Read and understand French – Vocabulary and culture – Define the following French words and expressions
Si les langues régionales ont décliné en France, les accents souvent résistent. Que s’est-il passé ? D’où provient l’accentuation ? Entretien avec le linguiste Philippe Boula de Mareüil, directeur de recherche au CNRS.
De quand datent nos accents régionaux ?
Les accents sont aussi vieux que le langage. Au XVIe siècle, le français – qui s’était développé lors de l’essor démographique du bassin parisien aux XIIe et XIIIe siècles – était encore peu répandu en France. On parlait diverses langues, différents dialectes d’oc ou d’oïl, comme le champenois, le picard ou le normand, ainsi que des variétés non romanes comme le basque, le breton et des dialectes flamands ou alsaciens. Aujourd’hui, si les langues minoritaires sont en danger, les accents résistent encore dans certaines régions.

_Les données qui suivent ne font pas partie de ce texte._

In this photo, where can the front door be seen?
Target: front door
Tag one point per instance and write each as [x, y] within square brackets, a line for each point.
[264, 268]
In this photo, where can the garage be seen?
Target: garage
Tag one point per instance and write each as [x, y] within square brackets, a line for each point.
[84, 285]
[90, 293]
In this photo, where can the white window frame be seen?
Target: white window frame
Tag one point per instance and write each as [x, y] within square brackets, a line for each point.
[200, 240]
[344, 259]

Bien souvent, on reconnaît un Méridional à sa prononciation – « mère » étiré en deux syllabes avec le « e » ou « canton » perçu comme « caneton » par les gens du Nord – ou encore un Alsacien – qui prononcera « bidon d’huile » comme « python-tuile » et « jalousie » comme « chat-loup-scie » –, d’où d’innombrables charades et plaisanteries. TRY TO PRONUNCE WITH THE LOCAL ACCENT
Un accent n’est perçu que dans la mesure où il s’écarte d’une langue qui est la norme. D’où vient-elle ?
Dans un pays aussi centralisé que la France, le rôle linguistique des élites, et aujourd’hui des notables de la capitale, est depuis longtemps considérable. Au XVIe siècle, le grammairien anglais Jehan Palsgrave décrétait que la forme de français la plus pure était celle qui était parlée sur les bords de la Loire, en Touraine, où les rois de France aimaient aller chasser. Trois siècles plus tard, Alfred de Vigny écrira, à propos des Tourangeaux : « Leur langage est le plus pur français, sans lenteur, sans vitesse, sans accent ; le berceau de la langue est là, près du berceau de la monarchie. » De là provient le mythe selon lequel le français de Touraine serait le plus « correct ».
Quel fut le rôle de la cour ?
Au XVIIe siècle, l’entourage du roi s’est recentré autour de Paris, puis de Versailles. En 1647, l’un des premiers académiciens français, Vaugelas, définit alors le bon usage de la langue comme « la façon de parler de la plus saine partie de la cour ». Au XVIIIe siècle, ce prestige de la cour fut contesté, notamment à la Révolution française, par la bourgeoisie, qui prend le pouvoir. Au XIXe siècle, c’est aux écoles normales qu’a été confié le soin de former les instituteurs, pour transmettre la norme.
Comment l’unification s’est-elle faite ?
Au XXe siècle, cette norme a été attribuée à la bourgeoisie parisienne, plus précisément, d’après divers linguistes, à la « conversation “soignée” des Parisiens cultivés » et à la « conversation sérieuse mais détendue de la classe dirigeante de la capitale ». Dans un contexte d’unification et de brassage social des deux guerres mondiales, la prononciation de la bourgeoisie parisienne s’est étendue aux classes moyennes, et se voit de plus en plus diffusée par les grands médias.
Aujourd’hui, ce sont les journalistes, à la radio et à la télévision, qui définissent la norme de prononciation d’un français dit « standard ». En France, où l’Etat et les médias audiovisuels sont très centralisés, il n’est pas étonnant que ces « professionnels de la parole publique » incarnent et véhiculent la norme. Il n’en va pas ainsi chez nos voisins italiens et allemands, où il est courant d’entendre différents accents régionaux à la télévision. En France, un accent peut s’entendre sur les ondes, mais plus souvent dans le commentaire sportif que dans d’autres rubriques.